最後のほうから此方に注意を向けているようだったのでスゥイがしゃべる内容を気を付けていた様だが、まさか話しに入ってくるとは思わなかった。
「おじさん、と言う年齢でもないように見受けられますが……」
たしかに髭を生やしているので若干年齢が上に見られるかもしれないが、全然若いといえるだろう。お兄さんの領域じゃないだろうか、言わないけど。
「はっはっは、君らから見たら私なんておじさんだろうさ。いやいや、その年でなかなかじゃないか!」
「そんな事はありませんよ、私程度の人間掃いて捨てるほど居るかと」
「謙遜かね少年、謙遜も行き過ぎると嫌味になるぞ、己が力を把握し適量を誇示する。力を示すことも大事なことだ。まぁ、君は分かっていそうだがね」
「いえ、勉強になります。有難う御座います」
腰に手を当て馬鹿笑いをした後、褒めてくる。どうも胡散臭いが、喧嘩を売る必要も無いだろう。適当に受け答えをしておく。
「はっはっは、それなら何よりだ。ではではデート中失礼したね! 後は若い者に任せて去るとするかね」
そう言って颯爽と去っていく男性、そういえば名前も聞かなかったな。だが、どこかで会った様な気もするんだが。
正面を見るとスゥイも同様なのかどこかであった様な、と呟いている。ううん、喉元まで出掛かっているのだが……。
「スオウ……」
「すまん駄目だ思い出せない。最近、いやずいぶん前にも見たような気がするんだが」
「はい、私もどこかで見た気がするのですが、気のせいかも知れませんが」
そう、どこかで、いや絵か……? 肖像画か……? いや、まさか絵にはさほど興味はないし、思い出せん。

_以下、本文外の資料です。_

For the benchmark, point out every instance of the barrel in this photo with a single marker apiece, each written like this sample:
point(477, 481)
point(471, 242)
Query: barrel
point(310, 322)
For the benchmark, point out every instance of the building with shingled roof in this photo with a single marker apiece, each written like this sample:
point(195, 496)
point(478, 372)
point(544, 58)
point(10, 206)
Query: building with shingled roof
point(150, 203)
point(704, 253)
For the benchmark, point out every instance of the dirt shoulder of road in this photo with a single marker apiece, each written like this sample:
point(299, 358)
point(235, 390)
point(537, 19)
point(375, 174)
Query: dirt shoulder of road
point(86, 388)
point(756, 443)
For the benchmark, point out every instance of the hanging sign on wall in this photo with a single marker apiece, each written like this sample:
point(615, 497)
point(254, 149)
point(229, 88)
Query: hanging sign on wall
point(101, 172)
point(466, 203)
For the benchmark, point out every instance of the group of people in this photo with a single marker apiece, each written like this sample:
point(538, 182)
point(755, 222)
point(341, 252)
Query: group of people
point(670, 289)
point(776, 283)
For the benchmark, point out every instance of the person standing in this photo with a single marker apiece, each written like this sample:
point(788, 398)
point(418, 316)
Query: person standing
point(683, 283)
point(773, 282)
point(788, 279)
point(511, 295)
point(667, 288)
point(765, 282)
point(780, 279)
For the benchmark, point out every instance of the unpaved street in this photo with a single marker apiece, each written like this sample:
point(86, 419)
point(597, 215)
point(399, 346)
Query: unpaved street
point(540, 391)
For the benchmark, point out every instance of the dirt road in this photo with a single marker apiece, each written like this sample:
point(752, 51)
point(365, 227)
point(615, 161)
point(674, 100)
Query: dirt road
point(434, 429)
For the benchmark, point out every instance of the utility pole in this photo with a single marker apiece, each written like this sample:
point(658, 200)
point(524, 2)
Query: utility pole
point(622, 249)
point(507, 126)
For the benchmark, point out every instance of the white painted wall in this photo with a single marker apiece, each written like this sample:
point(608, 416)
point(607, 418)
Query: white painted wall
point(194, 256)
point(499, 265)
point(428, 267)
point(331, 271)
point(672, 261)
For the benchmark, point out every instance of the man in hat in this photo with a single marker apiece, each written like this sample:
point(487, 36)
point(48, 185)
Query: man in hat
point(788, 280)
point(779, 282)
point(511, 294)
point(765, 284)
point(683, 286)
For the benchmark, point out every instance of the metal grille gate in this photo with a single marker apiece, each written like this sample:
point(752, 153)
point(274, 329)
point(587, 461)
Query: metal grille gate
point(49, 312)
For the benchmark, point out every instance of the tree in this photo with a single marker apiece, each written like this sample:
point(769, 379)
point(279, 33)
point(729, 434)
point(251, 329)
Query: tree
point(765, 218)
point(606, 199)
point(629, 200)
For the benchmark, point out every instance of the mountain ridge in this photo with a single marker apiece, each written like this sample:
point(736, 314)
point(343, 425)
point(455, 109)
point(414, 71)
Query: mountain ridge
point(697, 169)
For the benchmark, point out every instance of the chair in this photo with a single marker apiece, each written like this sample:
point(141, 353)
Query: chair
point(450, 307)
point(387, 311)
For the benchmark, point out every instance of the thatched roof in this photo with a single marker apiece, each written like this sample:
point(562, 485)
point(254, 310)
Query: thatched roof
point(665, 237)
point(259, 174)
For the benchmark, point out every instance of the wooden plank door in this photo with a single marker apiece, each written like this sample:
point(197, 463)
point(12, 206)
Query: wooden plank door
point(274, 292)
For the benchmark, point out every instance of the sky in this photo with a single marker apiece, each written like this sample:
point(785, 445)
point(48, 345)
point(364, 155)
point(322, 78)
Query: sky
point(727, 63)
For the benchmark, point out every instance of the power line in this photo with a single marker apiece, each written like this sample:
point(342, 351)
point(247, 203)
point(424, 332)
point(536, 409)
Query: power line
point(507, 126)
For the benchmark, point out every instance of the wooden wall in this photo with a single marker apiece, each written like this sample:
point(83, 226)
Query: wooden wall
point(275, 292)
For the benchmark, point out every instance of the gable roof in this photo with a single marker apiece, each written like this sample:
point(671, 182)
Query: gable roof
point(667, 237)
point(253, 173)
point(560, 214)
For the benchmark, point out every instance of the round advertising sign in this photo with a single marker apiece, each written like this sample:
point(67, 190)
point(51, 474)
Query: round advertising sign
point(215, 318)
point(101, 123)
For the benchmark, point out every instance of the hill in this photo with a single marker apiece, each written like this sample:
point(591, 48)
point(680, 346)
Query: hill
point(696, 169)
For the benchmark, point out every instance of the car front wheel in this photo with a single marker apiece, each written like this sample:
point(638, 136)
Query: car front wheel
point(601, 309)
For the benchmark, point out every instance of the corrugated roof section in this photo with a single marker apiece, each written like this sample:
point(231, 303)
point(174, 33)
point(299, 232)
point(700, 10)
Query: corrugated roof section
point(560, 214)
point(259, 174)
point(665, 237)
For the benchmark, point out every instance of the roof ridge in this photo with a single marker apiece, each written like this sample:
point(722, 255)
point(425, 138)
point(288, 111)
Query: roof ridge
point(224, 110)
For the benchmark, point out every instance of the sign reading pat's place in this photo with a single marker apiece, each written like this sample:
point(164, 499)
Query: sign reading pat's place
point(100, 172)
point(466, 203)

スゥイと二人、しばらく出てきたデザートにも手を付けず悩んでいた。
「困ります! 突然居なくなられてはスケジュールが狂ってしまいます!」
手に持った資料をぱらぱらと捲りながら、先ほどの男に向かって叫ぶ30台中盤程の男、執事服に近いような服装をしている。
「はっはっは、すまんすまん、話に聞いていた少年を見つけたものでね。思わず話しかけてしまったよ」
「それにしたって一言申してください、この後の会談も押し気味なのですから!」
怒鳴ってくる男に対して悪びれもせず笑いながら答える赤髪の男、それに対してさらに文句を言ってくる。流石にちょっと悪いと思ったのかそっぽを向き頬を掻いている。
「まいったねぇ、休養が欲しいよ、帰ったらナンナに癒してもらうかな」
はぁ……、とため息を付きながら今は家に居るであろう愛しの妻を思い出す。
「仕事が終わってからでしたらどうぞご自由になさってください。さぁ、行きますよガウェイン様」
待たせていた馬車に秘書がガウェインを押し込む。
彼はガウェイン=ローズ。ローズ家現当主、六家一の若輩者であり。着任と同時に家の掃除、もとい粛清を行い、若干24歳でローズの名を不動の物にした男である。